Ellerim en sıkı kendi elimi tutabiliyor.
Vicdanım da olmasa benden adam akıllı kötü olurdu.
Sesim gürdür, bağırabilirim acizliğe.
Ama yapamıyorum.
Acizlik vicdanıma dokunuyor.
İştahsız bırakıyor beni.
Düşündükçe batırıyorum gemileri.
Birkaç can simidi atmazsam ben boğuluyorum.
Kasisler çok ya ömrümde.
Dönülmezliğe giden yolları son dakika da fark ediyorum.
Her defasında boğamıyorum vicdanımı, ölemiyorum. 






Anafikir

Koşarak geliyorsun bana her seferinde.
Kollarım bütün dünyayı kucaklayacak kadar cömert açılıyor seni her gördüğümde.
Seviyorum bu hissi.
Boğulmayı çarpıntıdan ve ağlamayı..
Sonra güneş gibi yeniden doğuşunu seviyorum içimde aydınlığının.
Aşk seni içmeyi, zehir olduğunu bilsem de içmeyi, senden cesaret almayı seviyorum. 




Belki

Yakarmadım ki hiçbir şeye, sana nasıl küserim.
Git, mutluluğun bensizliği emrediyorsa, ne çare beklemek.
Bir rüya gördüğümü düşünürüm, avutmaya çalışırım kendimi.
Nede olsa bilirim yalancı tesellileri.
Ayrılık; tanımı ve söylenmesi en zor kelime.
Ve ayrılıklar iyi tanıyor geceleri.
Damlıyor işte gökyüzünden yıldızlar bir bir üzerime.
Rüzgâr tenimi okşuyor, sigaram sönmemek için ısrarla körükleniyor.
Uzaklar canlanıyor gözümde.
Acaba hayâller, insanı daha mı gerçeğe yakınlaştırıyor.
Bugün yıldönümü değil sensizliğin, ilk günü.
Kendimi çok ağır hissediyorum.
Kolay değilmiş unutmaya çalışırken unutamamak.
Kör bir kuyuymuş ya ayrılık, dibi görünmeden insan bırakıyormuş kendini.
Bilmeden bıraktım kendimi, dibe vurdum, en dibe..
Sersem zihnim, alkolle bedenimi, dumanla suretini uyuşturamaz bilirim.
Bilirim de belki var ya işte, belki.
Belki bir gün dönersin de. 

Buluşma. (Arabesk de vardır hayatın içinde..)

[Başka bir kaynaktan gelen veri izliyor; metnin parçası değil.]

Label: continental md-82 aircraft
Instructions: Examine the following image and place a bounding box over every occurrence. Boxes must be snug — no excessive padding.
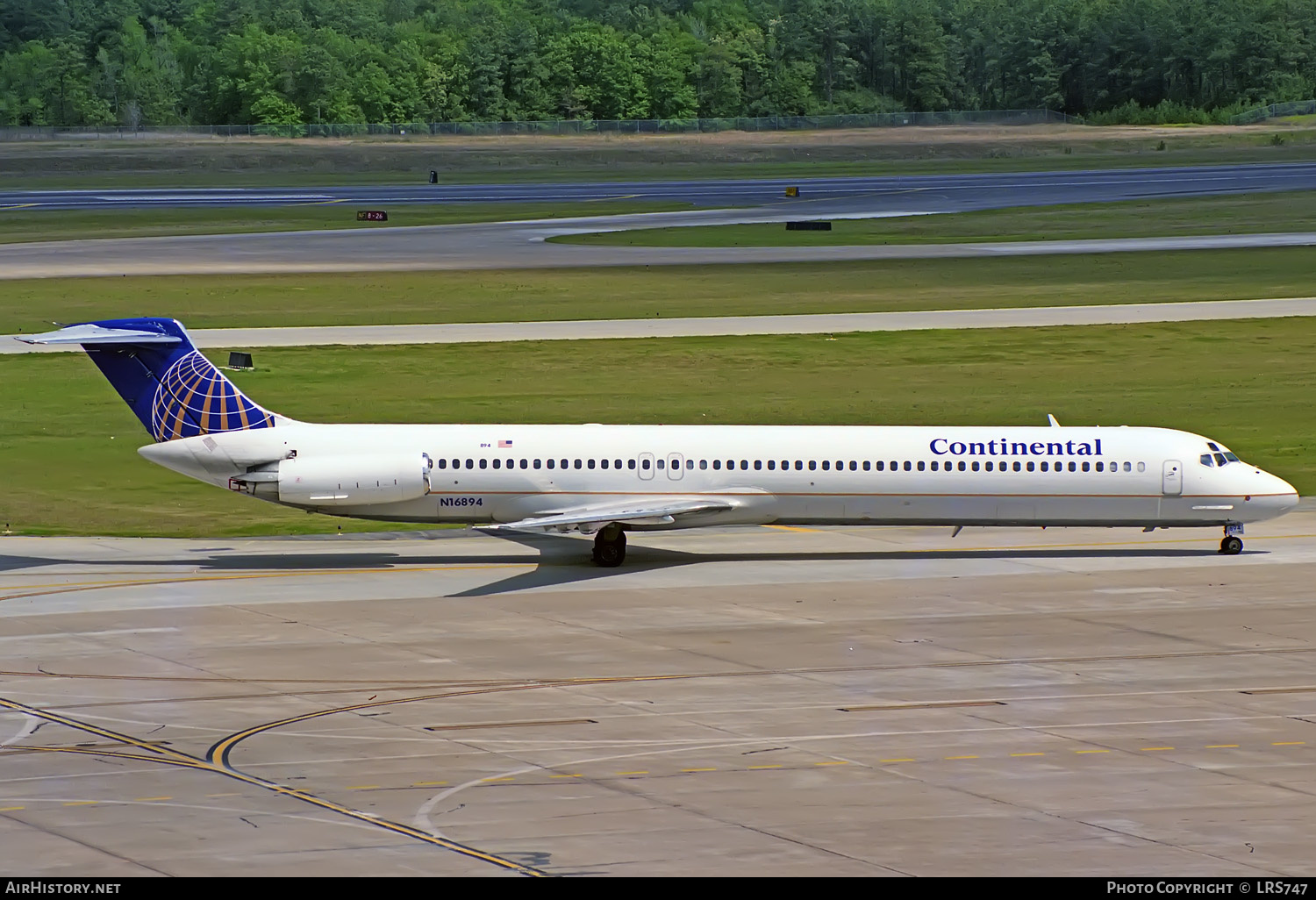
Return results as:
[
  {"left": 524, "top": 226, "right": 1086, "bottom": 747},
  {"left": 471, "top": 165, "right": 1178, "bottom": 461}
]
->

Şehir gözlerini kapatırken bakakaldım parmağındaki yüzüğe.
Kaç sene oldu görüşmeyeli, 10 sene mi, belki daha da fazla.
Sevgi bozulmuyormuş ayrılık geçse de üstünden onca seneyle.
Bugün gözlerine baktığımda anladım bunu.
“Merhaba” sözü ilk defa mesafe koydu ya aramıza.
Kendimi çok yabancı hissettim.
Gözlerine baktım dakikalarca.
Hayalle gerçek arasında ayrım yapamadım.
Sen fark etmeden bir cimcik attım  koluma,
Anladım gerçektin ve karşımdaydın.
Konuşmadın hiç.
Elini çantana götürdün, bir kalem çıkardın..
Bana uzattın..
“Senden kalan son hatırayı, sana vermek için buradayım” dedin.
Üniversite sınavına hazırlanırken bana hediye ettiğin, kaybettiğimi sandığım kalemdi o.
Almadım kalemi, ısrar etmedin.
Hoşçakal demek için uzandı ellerimiz birbirine.
Elim elindeydi..
O an dönüş olsaydı eskiye vazgeçerdim ömrümün kalanından.
İlk aşkım, seni halâ sevdiğimi bile söyleyemedim..
Sözlerim sansürlü kaldı, bakışlarım günahkâr.
Parmağındaki yüzük bizi Bey ve Hanım yapan ünlem oldu.
Uzaklaşırken ayaklarım, dönüp bakamadım.
Belki bir gün o kalemi tekrardan bana vermek istersin umuduyla, geldiğim gibi gittim..





Kahrolsun ki,
Her şey bilmediğin gibi.
Onlarca mevsimdir uzak,
Yüzbinlerce cümledir ayrıyız.











Bir gidişin ardından


Bu koca şehir hapishane, sensiz tadı yok ki hiçbir şeyin.
İlk gün yeni bir güneş doğmuştu ya seninle,
Şimdi hazan var, batan ve doğmayan bir güneşin ardından bakıyorum halâ.
Yaktım tüm yazılarımı, delilsiz bir aşkın tek savunucusu dilimdeki sözler.
Kadınım; elimdeki son iyiliğim, ben bu acıyla yakarım dünyayı sen habersiz kalırsın.
Ve aldatılmışlık sayarım gidişini, feryat ederim her şeye, sen duymazsın. 

Baba ve çocuk

“Bırakıldığı gibi, en son hali bu, soru sorma, bu  işte almak istediğin” dedi baba çocuğuna.
Çocuk babasına baktı, “hayır baba, bu değil benim istediğim, kandırıyorsun beni” dedi.
Baba sustu, “hadi gidelim dedi”. Çocuk bir şey söylemedi, başı önde yürümeye başladı.
Baba ve çocuk uzun süre yürüdüler, çocuk bir dondurmacının önünde durdu, babasına baktı, bir şey söylemedi, baba dondurmacıya girdi, bir top vanilyalı dondurmayla çıktı dışarı, çocuğa uzattı , çocuk hüzünlü bir gülümsemeyle aldı dondurmayı. Çok yürüdüler, hiç konuşmadan. Çocuk babasına “niye beni kandırıyorsun baba” dedi. Baba “ hayır kandırmıyorum seni” dedi. Çocuk sustu, baba elini çocuğunun uzun sarı saçlarına uzattı, okşadı, çocuk tepki vermedi.Ortaköy’de bir bank sessiz, sakin, kimsesiz.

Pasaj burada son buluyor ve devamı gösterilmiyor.